The concept of observing students’ behaviors and mistakes while writing programs has a long history in computer science education research. Research has indicated that students who can learn a second programming language independently need help learning new structures; otherwise, they keep on using the ones that they are familiar with (Walker and Schach, 1996). It has been stated (Settle and Settle, 2017) that students did not learn JAVA well in an online learning environment. Some studies are focused on the type of compiler they used for JAVA programming (Ben-Ari, 2007). The error messages produced by the compiler are terse, and many novices find it difficult to achieve even syntactically correct programs. Many of them recommended using the Sun SDK (System Development Kit) either directly or indirectly through a development environment like BlueJ (Jadud, 2006), DrJava (Allen et al., 2002), and Eclipse (Rigby and Thompson, 2005), because of their superior error messages and their support for identifying and correcting syntax errors (Nugroho et al., 2020).

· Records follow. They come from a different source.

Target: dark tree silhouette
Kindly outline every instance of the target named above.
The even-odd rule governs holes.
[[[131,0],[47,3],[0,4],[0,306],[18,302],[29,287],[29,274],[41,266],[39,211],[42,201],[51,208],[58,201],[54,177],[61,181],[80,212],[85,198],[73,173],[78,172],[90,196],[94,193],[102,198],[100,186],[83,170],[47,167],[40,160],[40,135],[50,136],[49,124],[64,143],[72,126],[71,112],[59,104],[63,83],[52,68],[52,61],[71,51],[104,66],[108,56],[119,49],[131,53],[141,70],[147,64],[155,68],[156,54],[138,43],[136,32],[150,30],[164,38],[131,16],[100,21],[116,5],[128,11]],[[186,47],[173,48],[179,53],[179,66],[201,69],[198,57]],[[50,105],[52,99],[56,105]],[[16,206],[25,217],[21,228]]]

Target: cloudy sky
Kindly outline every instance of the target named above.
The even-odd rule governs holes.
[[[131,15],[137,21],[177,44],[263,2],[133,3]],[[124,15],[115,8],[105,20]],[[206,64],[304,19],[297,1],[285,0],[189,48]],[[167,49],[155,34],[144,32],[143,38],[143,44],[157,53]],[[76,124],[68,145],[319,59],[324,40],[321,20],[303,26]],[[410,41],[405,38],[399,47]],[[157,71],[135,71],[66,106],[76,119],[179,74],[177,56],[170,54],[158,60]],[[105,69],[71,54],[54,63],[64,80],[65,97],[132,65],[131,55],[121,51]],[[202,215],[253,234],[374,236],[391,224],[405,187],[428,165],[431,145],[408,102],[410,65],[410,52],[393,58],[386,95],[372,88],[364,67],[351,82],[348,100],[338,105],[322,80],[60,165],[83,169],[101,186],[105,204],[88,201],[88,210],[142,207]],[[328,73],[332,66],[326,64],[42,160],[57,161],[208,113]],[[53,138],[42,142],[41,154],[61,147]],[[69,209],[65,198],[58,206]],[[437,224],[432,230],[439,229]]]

Identification of common JAVA coding errors
Many of the related studies focus on the classification of compiler error messages (Dy and Rodrigo, 2010; Hristova et al., 2003; Jackson et al., 2005; McCall and Kölling, 2015; Mow, 2012). The studies identified the most frequent errors among novice programming students (Jackson et al., 2005). Hristova et al. (2003) have compiled a list of common JAVA errors committed by students, combining the data from teachers and students from different institutes to ask them for the most common JAVA mistakes. Their goal was to enhance the compiler error messages. The result indicated a reduction in errors. Mow (2012) collected the most common errors generated by the students and classified them in the same way as Hristova et al., (Hristova et al., 2003). The study (Dy and Rodrigo, 2010) explored ‘non-literal errors’ where the compiler error messages do not match the actual error committed by the student. They focused on improving the error messages and presented a list of the most common compiler error messages. Some researchers (McCall and Kölling, 2015) focused on improving compiler error messages by developing and validating error categories and found that the categorization scheme can achieve higher precision in describing errors. Ben-Ari (2007) lists the compiler error messages and describes typical mistakes that give rise to them as well as prevent ways of debugging to avoid these errors.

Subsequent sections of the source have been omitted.